Nel corso delle edizioni abbiamo fatto interviste sugli scogli, ballato la salsa con Aurora Giovinazzo reduce dai set di Özpetek e dalla gabbia di Zanin, assistito a masterclass, incontri industry e giornate di pitch in acqua – qui gli incontri tra produttori e autori si svolgono letteralmente “a mollo”, con sedie e tavolini disposti dentro l’acqua – mentre Andrea Arcangeli andava a cercare i migliori spot per surfare e Matteo Martari girava la costa in motocicletta.
Al mio quarto giro – stavolta anche in giuria del Concorso Internazionale e Animazione, insieme ai compagni d’avventura Paolo Camilli, Sara Lazzaro e Andrea Dodero – capisco cosa amo davvero della Figari experience alle sei di pomeriggio, mentre siamo in mare aperto, di rientro da una gita. Tutti insieme – stampa, talent e organizzatori – e tutti in costume, sporchi di sale e cotti dal sole, dopo una lunga serie di tuffi, birre e panini alla mortadella, ci dirigiamo verso la costa per approdare al Fino Beach, stabilimento sponsor della manifestazione che ci accoglie come campo base per una festa quotidiana. Al timone dei due gommoni Matteo Pianezzi e Maurizio Lombardi (proprio lui, e immaginate con quale stile), mentre le casse pompano Anema e core di Serena Brancale e la ciurma twerka. «Sembri Ercole incatenato al palo», fa Sara Lazzaro a Paolo Camilli, che detta la coreo per tutti.

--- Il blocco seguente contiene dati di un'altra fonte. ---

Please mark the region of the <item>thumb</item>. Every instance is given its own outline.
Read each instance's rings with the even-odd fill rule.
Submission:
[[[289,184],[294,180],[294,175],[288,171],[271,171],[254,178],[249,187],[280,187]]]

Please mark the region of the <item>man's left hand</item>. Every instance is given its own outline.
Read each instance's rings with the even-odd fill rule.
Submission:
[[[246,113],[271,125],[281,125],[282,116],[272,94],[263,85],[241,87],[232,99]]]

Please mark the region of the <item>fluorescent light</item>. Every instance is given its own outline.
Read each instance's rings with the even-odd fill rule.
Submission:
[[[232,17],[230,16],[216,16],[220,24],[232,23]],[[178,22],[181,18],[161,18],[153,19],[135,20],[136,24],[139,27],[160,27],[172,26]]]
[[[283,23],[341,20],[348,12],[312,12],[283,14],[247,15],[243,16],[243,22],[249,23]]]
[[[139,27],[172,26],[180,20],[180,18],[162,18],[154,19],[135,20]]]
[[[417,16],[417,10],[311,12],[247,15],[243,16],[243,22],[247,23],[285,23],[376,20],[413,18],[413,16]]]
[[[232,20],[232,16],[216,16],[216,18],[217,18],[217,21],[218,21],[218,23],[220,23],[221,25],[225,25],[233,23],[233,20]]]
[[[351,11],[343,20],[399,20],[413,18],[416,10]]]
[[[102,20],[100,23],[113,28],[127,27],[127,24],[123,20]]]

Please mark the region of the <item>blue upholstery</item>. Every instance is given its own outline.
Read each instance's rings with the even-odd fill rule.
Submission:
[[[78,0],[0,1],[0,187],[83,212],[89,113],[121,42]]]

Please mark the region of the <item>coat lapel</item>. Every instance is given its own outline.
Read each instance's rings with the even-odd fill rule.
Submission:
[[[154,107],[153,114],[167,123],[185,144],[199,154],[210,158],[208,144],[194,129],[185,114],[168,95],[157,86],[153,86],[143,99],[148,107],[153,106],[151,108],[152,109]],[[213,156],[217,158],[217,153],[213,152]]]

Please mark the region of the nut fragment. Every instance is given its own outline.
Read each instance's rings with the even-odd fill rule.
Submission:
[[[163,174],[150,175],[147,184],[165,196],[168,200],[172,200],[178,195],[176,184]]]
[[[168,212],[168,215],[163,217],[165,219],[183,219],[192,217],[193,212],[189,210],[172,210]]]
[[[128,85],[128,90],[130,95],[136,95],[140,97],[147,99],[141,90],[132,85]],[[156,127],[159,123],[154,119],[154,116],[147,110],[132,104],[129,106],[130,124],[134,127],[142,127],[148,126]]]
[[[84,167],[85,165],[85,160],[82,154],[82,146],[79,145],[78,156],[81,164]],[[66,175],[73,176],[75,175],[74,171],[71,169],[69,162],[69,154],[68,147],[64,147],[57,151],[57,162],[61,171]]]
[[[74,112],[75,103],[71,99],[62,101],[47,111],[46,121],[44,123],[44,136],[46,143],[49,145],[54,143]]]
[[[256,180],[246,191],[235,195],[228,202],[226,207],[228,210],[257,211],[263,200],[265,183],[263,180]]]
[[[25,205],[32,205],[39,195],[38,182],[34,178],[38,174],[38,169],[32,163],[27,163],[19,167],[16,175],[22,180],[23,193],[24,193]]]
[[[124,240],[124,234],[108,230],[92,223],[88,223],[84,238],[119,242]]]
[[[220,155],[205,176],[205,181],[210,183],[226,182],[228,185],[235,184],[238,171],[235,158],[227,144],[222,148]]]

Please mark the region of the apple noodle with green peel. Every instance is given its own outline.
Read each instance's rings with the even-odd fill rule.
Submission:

Foto: Figari International Short Film Fest
Siamo oggettivamente e squisitamente coatti. Ogni anno Pianezzi, affiancato dal socio collaboratore Mauro Addis, ci regala attimi di purissimo turismo, ci spoglia d’abiti e paranoie, ci chiude in spiaggia da mattina a sera come in un reality show in cui, inevitabilmente, le maschere cadono e il dialogo supera le reticenze iniziali. Disinibirsi è la regola non scritta per integrarsi al Figari. Non c’è spazio per snobismi, distanze o ansie da prova costume. Qui si va avanti tra fritture di pesce, rosé frizzantini, primi bagni di stagione da condividere con degli estranei e discorsi sinceri sulle reciproche difficoltà dei vari mestieri. Se sei a dieta, se sgarri, se litighi al telefono per lavoro o sei nel pieno di un dramma sentimentale, gli altri in qualche modo se ne accorgeranno. E allora tanto vale parlarsi.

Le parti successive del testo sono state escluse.